Zusätzlich prüft Go Cobalt den Einsatz so genannter passiver elektromagnetischer Untersuchungen, die von Precision Geo-surveys entwickelt wurden und dabei behilflich sein könnten, bestimmte Eigenschaften, die mit IOCG-Lagerstätten in Verbindung gebracht werden, abzugrenzen. Auch Untersuchungen dieser Art könnten noch dieses Jahr durchgeführt werden.

Aktuell beantragt das Unternehmen zudem einen möglichen Zuschuss zu den Explorationskosten im Rahmen des Yukon Mineral Exploration Program (YMEP) der Provinzregierung, der für die anstehende Explorationssaison gelten würde.

Go Cobalt deckt unserer Einschätzung nach alle Basen ab, um für spätere Bohrungen, die bestmöglichen Ziele zu generieren, was wir als sehr vielversprechenden Ansatz sehen. Die Exploration ist ein schwieriges Geschäft und jedes Hilfsmittel, das die Erfolgswahrscheinlichkeiten erhöht, sollte auch eingesetzt werden. Wir sind gespannt auf die Ergebnisse und werden natürlich weiter berichten.

Abgesehen von Monster verfügt Go Cobalt aber natürlich auch über das aussichtsreiche Vanadiumprojekt Barachois. Dort hatte man 2018 mit ersten Explorationsaktivitäten gleich 2,01% Vanadiumpentoxid (V2O5) nachgewiesen. Das Unternehmen hat bereits damit begonnen, alle historischen Daten zu dem Projekt zusammenzustellen, um das für den Sommer vorgesehene Explorationsprogramm zu planen.

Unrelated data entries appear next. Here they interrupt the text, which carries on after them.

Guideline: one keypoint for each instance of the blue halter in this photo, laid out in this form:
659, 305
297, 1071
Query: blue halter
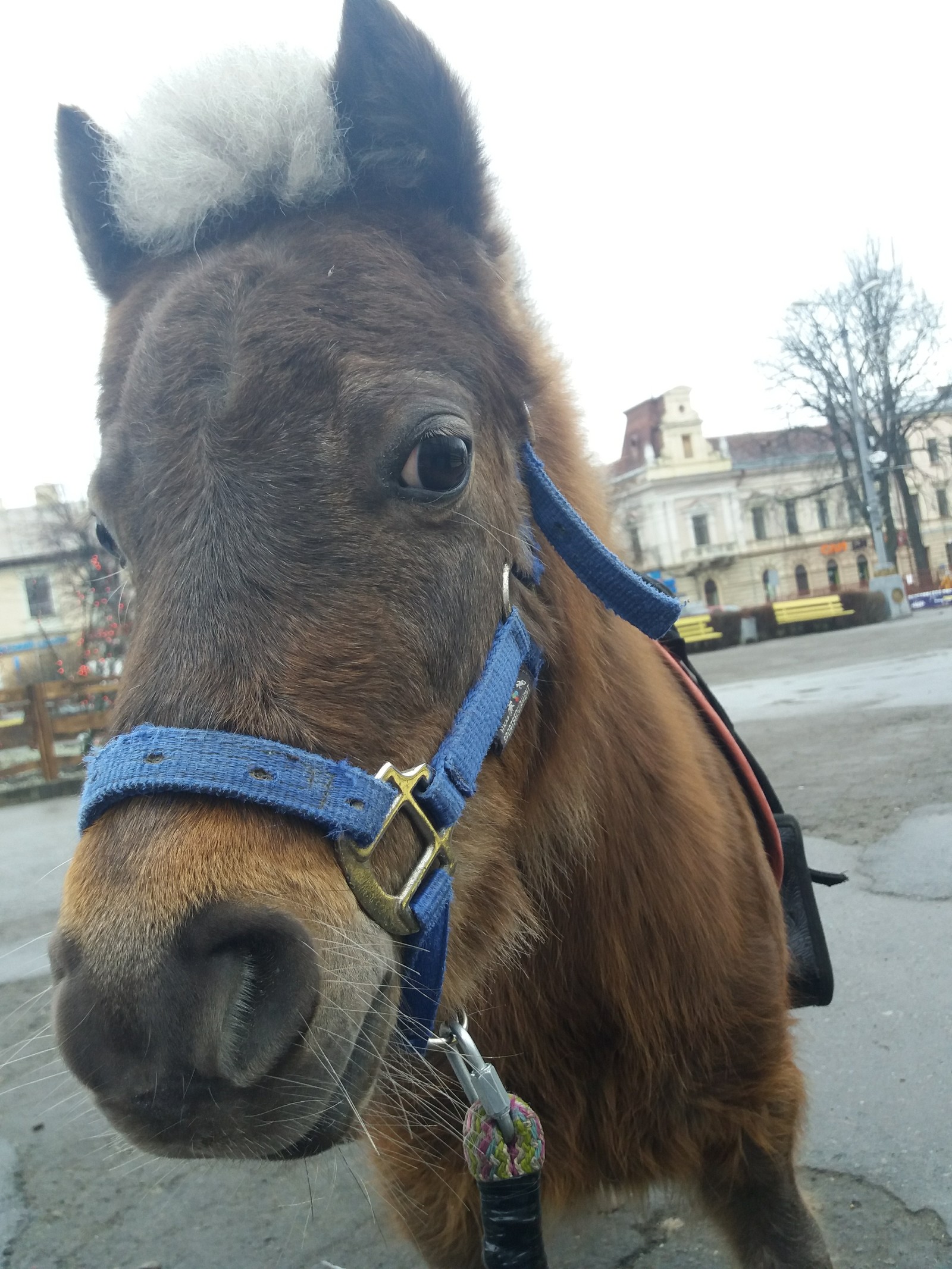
355, 809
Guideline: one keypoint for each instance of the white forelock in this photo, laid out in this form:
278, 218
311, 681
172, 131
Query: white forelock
211, 140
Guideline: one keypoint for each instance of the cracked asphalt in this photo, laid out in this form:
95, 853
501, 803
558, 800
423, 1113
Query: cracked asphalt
856, 731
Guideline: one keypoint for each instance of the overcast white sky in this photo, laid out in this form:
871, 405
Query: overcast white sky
677, 174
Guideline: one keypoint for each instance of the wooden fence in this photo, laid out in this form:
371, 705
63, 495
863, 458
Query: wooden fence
45, 713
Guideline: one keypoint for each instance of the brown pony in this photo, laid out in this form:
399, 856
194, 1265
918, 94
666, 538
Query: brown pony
311, 409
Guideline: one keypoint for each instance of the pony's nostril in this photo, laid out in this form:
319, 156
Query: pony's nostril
65, 956
257, 977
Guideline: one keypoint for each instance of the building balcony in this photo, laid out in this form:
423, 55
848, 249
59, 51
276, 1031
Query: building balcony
710, 552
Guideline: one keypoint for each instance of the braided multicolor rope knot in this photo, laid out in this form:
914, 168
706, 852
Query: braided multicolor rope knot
487, 1154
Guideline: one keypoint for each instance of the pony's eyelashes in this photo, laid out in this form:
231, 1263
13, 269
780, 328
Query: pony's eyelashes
437, 466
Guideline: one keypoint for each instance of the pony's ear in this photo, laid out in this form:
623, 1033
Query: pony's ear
408, 127
86, 191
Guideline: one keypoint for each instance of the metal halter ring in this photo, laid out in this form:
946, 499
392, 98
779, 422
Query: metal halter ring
393, 913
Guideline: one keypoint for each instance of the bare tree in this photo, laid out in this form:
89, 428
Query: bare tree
895, 336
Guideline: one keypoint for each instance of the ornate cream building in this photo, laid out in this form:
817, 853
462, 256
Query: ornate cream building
41, 613
760, 514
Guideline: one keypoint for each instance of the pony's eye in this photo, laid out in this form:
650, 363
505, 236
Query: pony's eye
439, 463
106, 540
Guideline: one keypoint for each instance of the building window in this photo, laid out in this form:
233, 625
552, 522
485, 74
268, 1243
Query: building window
40, 597
635, 538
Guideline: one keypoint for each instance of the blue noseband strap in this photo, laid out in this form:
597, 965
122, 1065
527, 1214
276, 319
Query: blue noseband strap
346, 801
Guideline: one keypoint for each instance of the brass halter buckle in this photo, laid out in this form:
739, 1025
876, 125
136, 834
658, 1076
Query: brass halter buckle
393, 911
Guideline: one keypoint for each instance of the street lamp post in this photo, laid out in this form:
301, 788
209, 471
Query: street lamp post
862, 450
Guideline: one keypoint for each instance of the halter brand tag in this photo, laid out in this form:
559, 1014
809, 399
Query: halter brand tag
515, 707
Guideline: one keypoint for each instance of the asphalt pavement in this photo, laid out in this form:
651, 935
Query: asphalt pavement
856, 731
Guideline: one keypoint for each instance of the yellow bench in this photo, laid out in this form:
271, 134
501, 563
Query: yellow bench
815, 609
696, 630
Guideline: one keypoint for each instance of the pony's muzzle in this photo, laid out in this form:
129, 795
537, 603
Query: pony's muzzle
164, 1042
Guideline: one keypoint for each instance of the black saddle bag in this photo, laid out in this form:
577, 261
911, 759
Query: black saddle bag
810, 970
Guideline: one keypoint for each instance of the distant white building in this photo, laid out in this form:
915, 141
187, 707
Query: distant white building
757, 516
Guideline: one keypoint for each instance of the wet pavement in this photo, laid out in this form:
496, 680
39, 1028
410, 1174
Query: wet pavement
854, 729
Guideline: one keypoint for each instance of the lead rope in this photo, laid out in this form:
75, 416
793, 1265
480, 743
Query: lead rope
505, 1149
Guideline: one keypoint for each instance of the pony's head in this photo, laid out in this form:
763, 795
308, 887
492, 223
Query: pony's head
311, 409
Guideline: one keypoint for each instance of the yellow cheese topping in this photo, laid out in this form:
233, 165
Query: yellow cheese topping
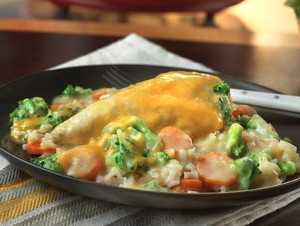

Neben Vanadium hatten historische Proben auf Barachois bis zu 8,75% Blei und bis zu 5,24% Zink nachgewiesen – bislang aber ohne jede Bohrung. Go Cobalt wird auf dem Projekt dieses Jahr mindestens 200.000 Dollar an Explorationsaktivitäten durchführen, um weitere Informationen zu sammeln.

Darüber hinaus hat Go Cobalts-Partner K2 Gold (WKN A2DNZ7) die letzten 500.000 Aktien an das Unternehmen ausgegeben, sodass K2 jetzt 90% am Goldprojekt Wels hält, das rund 45 Kilometer östlich von Beaver Creek ebenfalls im Yukon liegt. K2 wird das Projekt nun als Betreiber voranbringen, während Go Cobalt noch eine Beteiligung von 10% hält. Die getroffene Vereinbarung sieht vor, dass K2 Gold alle Projektkosten bis zur Erstellung einer PEA (vorläufige Studie zur Bewertung der Wirtschaftlichkeit) trägt und dann weitere Kosten im Verhältnis 90/10 geteilt werden. Die Aktie von K2 hat sich seit Jahresbeginn erheblich gesteigert, was schon einmal positiv für Go Cobalt ist.